刘汉杰
关于狐狸,明人李时珍《本草纲目》曾有介绍:形体像小黄狗,鼻尖尾大,有黄、黑、白三种;性情多疑审听,日伏于穴,夜出窃食;声如婴儿,气极臊烈;南北皆有,而北地最多。
除此之外,李时珍又列出时人的狐狸信仰种种:能预知危险,不度阡陌;善于听冰;有媚珠;百岁狐狸参拜北斗可幻化为男、女、淫妇以惑人:能击打尾部出火;狐魅畏狗;燃千年枯木可照出千年老狐真形;置犀牛角于狐穴,狐不敢归……由此看来,古人视野中的狐狸已非简单动物,俨然是能预知、幻化、惑人的灵性之物。概括古今综杂的狐狸信仰,主要集中于如下3个方面;为瑞,盛世则出:为祟,妖惑世人;为媚,媚惑男人。
为瑞
瑞,祥瑞;为瑞,能兆祥瑞。
狐狸信仰早见神话记述:“又东三百里,日青丘之山……有兽焉,其状如狐而九尾,其音如婴儿,能食人,食者不蛊。”(《山海经·南山经》)此时的狐狸已有“能食人,食者不蛊”(能吃人,人吃了它的肉可以不受益惑)的灵性。

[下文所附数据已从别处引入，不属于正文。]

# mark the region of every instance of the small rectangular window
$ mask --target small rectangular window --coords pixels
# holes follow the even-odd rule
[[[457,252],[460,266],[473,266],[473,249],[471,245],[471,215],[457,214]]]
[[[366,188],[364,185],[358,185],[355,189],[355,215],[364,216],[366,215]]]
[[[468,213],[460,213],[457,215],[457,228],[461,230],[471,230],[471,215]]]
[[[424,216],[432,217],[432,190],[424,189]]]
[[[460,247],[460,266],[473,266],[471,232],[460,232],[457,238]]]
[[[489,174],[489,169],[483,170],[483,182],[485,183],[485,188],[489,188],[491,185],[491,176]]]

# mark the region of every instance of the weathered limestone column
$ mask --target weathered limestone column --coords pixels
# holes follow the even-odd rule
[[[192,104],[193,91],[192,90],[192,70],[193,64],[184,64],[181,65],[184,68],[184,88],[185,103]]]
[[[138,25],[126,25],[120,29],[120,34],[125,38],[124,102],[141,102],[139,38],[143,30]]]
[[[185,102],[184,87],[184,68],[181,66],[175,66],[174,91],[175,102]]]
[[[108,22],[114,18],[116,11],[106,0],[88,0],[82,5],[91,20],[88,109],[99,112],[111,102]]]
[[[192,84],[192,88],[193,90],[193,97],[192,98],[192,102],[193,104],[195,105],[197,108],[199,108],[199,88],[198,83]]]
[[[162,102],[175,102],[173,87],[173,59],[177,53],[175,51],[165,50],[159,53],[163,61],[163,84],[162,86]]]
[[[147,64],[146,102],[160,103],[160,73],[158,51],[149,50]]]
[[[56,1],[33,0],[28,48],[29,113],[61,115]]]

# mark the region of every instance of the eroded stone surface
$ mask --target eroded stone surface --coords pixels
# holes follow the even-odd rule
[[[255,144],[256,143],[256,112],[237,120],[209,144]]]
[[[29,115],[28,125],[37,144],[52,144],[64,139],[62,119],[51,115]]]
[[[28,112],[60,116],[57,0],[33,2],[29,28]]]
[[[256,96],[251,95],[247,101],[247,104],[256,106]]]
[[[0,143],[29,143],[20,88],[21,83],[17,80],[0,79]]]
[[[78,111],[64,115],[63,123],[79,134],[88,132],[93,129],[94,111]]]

晋人郭璞在释读《山海经·大荒东经》中“有青丘之国,有狐,九尾”句时,则称“太平则出而为瑞也”,断言狐狸能兆祥瑞。其实,狐兆祥瑞的观念早在汉代时就已盛行。汉代石刻画像及砖画中,常有九尾狐与白兔、蟾蜍、三足乌等物相伴于西王母座旁,以示祯祥。班固在《白虎通·封禅》中更给予了确切的定性:“德至鸟兽则凤凰翔,鸾鸟舞,麒麟臻,白虎到,狐九尾,自雉降,白鹿见,白鸟下。”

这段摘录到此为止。